Class LuceneSearchProvider

java.lang.Object
org.apache.wiki.search.LuceneSearchProvider
All Implemented Interfaces:
WikiProvider, SearchProvider
Direct Known Subclasses:
TikaSearchProvider

public class LuceneSearchProvider
extends java.lang.Object
implements SearchProvider
Interface for the search providers that handle searching the Wiki
Since:
2.2.21.
  • Field Summary

    Fields
    Modifier and Type Field Description
    static int FLAG_CONTEXTS
    Create contexts also.
    protected static org.apache.log4j.Logger log  
    protected static java.lang.String LUCENE_ATTACHMENTS  
    protected static java.lang.String LUCENE_AUTHOR  
    protected static java.lang.String LUCENE_ID  
    protected static java.lang.String LUCENE_PAGE_CONTENTS  
    protected static java.lang.String LUCENE_PAGE_KEYWORDS  
    protected static java.lang.String LUCENE_PAGE_NAME  
    protected java.util.List<java.lang.Object[]> m_updates  
    static int MAX_SEARCH_HITS
    The maximum number of hits to return from searches.
    static java.lang.String PROP_LUCENE_ANALYZER
    Which analyzer to use.
    static java.lang.String[] SEARCHABLE_FILE_SUFFIXES
    These attachment file suffixes will be indexed.

    Fields inherited from interface org.apache.wiki.api.providers.WikiProvider

    LATEST_VERSION
  • Constructor Summary

    Constructors
    Constructor Description
    LuceneSearchProvider()  
  • Method Summary

    Modifier and Type Method Description
    protected void doFullLuceneReindex()
    Performs a full Lucene reindex, if necessary.
    java.util.Collection<SearchResult> findPages​(java.lang.String query, int flags, Context wikiContext)
    Searches pages using a particular combination of flags.
    java.util.Collection<SearchResult> findPages​(java.lang.String query, Context wikiContext)
    Search for pages matching a search query.
    protected java.lang.String getAttachmentContent​(java.lang.String attachmentName, int version)
    Fetches the attachment content from the repository.
    protected java.lang.String getAttachmentContent​(Attachment att)  
    protected Engine getEngine()
    Returns the handling engine.
    java.lang.String getProviderInfo()
    Return a valid HTML string for information.
    void initialize​(Engine engine, java.util.Properties props)
    Initializes the page provider.
    protected org.apache.lucene.document.Document luceneIndexPage​(Page page, java.lang.String text, org.apache.lucene.index.IndexWriter writer)
    Indexes page using the given IndexWriter.
    void pageRemoved​(Page page)
    Delete a page from the search index.
    void reindexPage​(Page page)
    Adds a page-text pair to the lucene update queue.
    protected void updateLuceneIndex​(Page page, java.lang.String text)
    Updates the lucene index for a single page.

    Methods inherited from class java.lang.Object

    clone, equals, finalize, getClass, hashCode, notify, notifyAll, toString, wait, wait, wait
  • Field Details

  • Constructor Details

  • Method Details

    • initialize

      public void initialize​(Engine engine, java.util.Properties props) throws NoRequiredPropertyException, java.io.IOException
      Initializes the page provider.
      Specified by:
      initialize in interface WikiProvider
      Parameters:
      engine - Engine to own this provider
      props - A set of properties used to initialize this provider
      Throws:
      NoRequiredPropertyException - If the provider needs a property which is not found in the property set
      java.io.IOException - If there is an IO problem
    • getEngine

      protected Engine getEngine()
      Returns the handling engine.
      Returns:
      Current Engine
    • doFullLuceneReindex

      protected void doFullLuceneReindex() throws java.io.IOException
      Performs a full Lucene reindex, if necessary.
      Throws:
      java.io.IOException - If there's a problem during indexing
    • getAttachmentContent

      protected java.lang.String getAttachmentContent​(java.lang.String attachmentName, int version)
      Fetches the attachment content from the repository.

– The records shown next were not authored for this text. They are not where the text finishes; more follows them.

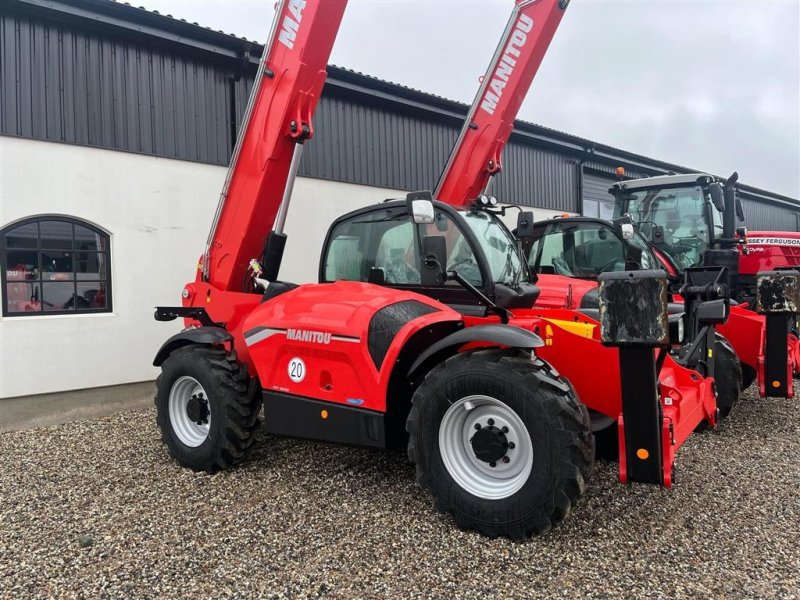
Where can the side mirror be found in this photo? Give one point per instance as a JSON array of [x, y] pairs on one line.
[[434, 259], [717, 196], [525, 224], [739, 209], [420, 207], [624, 227]]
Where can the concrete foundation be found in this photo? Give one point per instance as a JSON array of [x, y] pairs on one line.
[[26, 412]]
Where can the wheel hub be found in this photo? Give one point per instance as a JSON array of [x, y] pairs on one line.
[[489, 444], [197, 409]]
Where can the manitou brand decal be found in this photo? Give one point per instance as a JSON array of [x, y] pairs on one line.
[[507, 63], [291, 23], [259, 334], [304, 335]]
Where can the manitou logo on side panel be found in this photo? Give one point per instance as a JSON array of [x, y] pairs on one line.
[[291, 23], [304, 335], [508, 61]]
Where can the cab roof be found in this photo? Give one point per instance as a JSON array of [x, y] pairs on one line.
[[663, 181]]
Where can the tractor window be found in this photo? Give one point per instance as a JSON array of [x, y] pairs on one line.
[[500, 248], [377, 247], [680, 213], [460, 254], [578, 250], [54, 265]]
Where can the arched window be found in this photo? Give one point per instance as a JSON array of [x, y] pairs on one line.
[[54, 265]]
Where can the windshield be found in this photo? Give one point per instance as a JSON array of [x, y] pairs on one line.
[[680, 214], [585, 249], [500, 248]]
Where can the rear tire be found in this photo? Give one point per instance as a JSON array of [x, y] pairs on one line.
[[207, 415], [540, 415], [727, 374]]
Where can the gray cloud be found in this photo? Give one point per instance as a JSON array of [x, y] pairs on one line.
[[710, 85]]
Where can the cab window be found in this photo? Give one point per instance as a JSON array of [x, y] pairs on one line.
[[460, 254], [377, 246], [577, 250]]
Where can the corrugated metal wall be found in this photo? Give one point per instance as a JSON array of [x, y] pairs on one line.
[[769, 217], [64, 83], [536, 177]]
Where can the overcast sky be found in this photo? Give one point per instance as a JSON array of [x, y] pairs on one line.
[[713, 85]]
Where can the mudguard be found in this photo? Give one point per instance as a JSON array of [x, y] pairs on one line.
[[197, 335], [504, 335]]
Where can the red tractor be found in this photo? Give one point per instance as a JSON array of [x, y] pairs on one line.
[[423, 331], [762, 345]]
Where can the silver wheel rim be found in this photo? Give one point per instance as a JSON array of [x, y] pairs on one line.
[[471, 473], [188, 432]]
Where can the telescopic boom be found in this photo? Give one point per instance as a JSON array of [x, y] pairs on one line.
[[277, 121], [476, 156]]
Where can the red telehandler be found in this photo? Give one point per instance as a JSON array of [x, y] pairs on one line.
[[420, 332], [476, 157]]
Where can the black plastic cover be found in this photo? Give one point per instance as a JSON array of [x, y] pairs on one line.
[[633, 308], [385, 324]]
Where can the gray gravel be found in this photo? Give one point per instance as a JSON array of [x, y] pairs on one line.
[[97, 509]]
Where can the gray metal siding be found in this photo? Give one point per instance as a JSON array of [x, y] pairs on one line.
[[596, 188], [64, 85], [358, 143], [535, 177], [760, 216], [66, 82]]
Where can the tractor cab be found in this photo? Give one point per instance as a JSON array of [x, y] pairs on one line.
[[681, 215], [466, 258], [583, 248]]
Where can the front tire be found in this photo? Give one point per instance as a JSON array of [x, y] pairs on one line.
[[207, 415], [501, 442]]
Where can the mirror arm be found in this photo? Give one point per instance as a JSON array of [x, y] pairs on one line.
[[503, 313]]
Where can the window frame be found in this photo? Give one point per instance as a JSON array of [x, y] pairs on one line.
[[107, 280]]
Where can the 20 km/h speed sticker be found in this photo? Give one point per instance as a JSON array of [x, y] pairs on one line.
[[297, 370]]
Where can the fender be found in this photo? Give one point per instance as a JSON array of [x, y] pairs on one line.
[[198, 335], [503, 335]]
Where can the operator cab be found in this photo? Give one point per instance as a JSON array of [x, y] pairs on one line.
[[383, 244], [676, 213], [583, 247]]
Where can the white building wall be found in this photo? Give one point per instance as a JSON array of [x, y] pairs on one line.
[[158, 212]]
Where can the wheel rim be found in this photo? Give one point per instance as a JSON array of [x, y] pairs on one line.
[[478, 417], [189, 411]]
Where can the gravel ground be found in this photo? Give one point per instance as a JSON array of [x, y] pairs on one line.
[[97, 509]]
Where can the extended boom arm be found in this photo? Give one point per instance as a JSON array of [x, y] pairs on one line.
[[476, 156], [277, 121]]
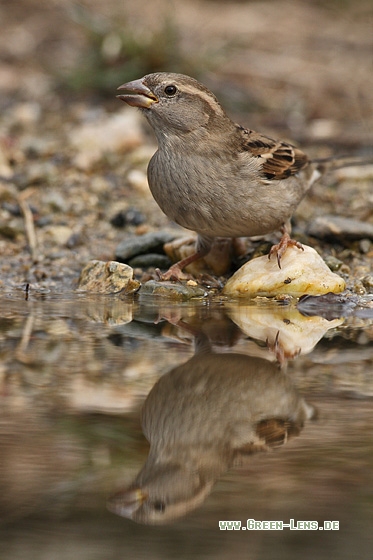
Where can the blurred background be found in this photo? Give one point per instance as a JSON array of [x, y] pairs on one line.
[[302, 66]]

Content is flat text that can be used for indexing/searching or display
      Parameters:
      attachmentName - Name of the attachment.
      version - The version of the attachment.
      Returns:
      the content of the Attachment as a String.
    • getAttachmentContent

      protected java.lang.String getAttachmentContent​(Attachment att)
      Parameters:
      att - Attachment to get content for. Filename extension is used to determine the type of the attachment.
      Returns:
      String representing the content of the file. FIXME This is a very simple implementation of some text-based attachment, mainly used for testing. This should be replaced /moved to Attachment search providers or some other 'pluggable' way to search attachments
    • updateLuceneIndex

      protected void updateLuceneIndex​(Page page, java.lang.String text)
      Updates the lucene index for a single page.
      Parameters:
      page - The WikiPage to check
      text - The page text to index.
    • luceneIndexPage

      protected org.apache.lucene.document.Document luceneIndexPage​(Page page, java.lang.String text, org.apache.lucene.index.IndexWriter writer) throws java.io.IOException
      Indexes page using the given IndexWriter.
      Parameters:
      page - WikiPage
      text - Page text to index
      writer - The Lucene IndexWriter to use for indexing
      Returns:
      the created index Document
      Throws:
      java.io.IOException - If there's an indexing problem
    • pageRemoved

      public void pageRemoved​(Page page)
      Delete a page from the search index.
      Specified by:
      pageRemoved in interface SearchProvider
      Parameters:
      page - Page to remove from search index.
    • reindexPage

      public void reindexPage​(Page page)
      Adds a page-text pair to the lucene update queue. Safe to call always
      Specified by:
      reindexPage in interface SearchProvider
      Parameters:
      page - WikiPage to add to the update queue.
    • findPages

      public java.util.Collection<SearchResult> findPages​(java.lang.String query, Context wikiContext) throws ProviderException
      Search for pages matching a search query.
      Specified by:
      findPages in interface SearchProvider
      Parameters:
      query - query to search for
      wikiContext - the context within which to run the search
      Returns:
      collection of pages that match query
      Throws:
      ProviderException - if the search provider failed.
    • findPages

      public java.util.Collection<SearchResult> findPages​(java.lang.String query, int flags, Context wikiContext) throws ProviderException
      Searches pages using a particular combination of flags.
      Parameters:
      query - The query to perform in Lucene query language
      flags - A set of flags
      Returns:
      A Collection of SearchResult instances
      Throws:
      ProviderException - if there is a problem with the backend
    • getProviderInfo

      public java.lang.String getProviderInfo()
      Return a valid HTML string for information. May be anything.
      Specified by:
      getProviderInfo in interface WikiProvider
      Returns:
      A string describing the provider.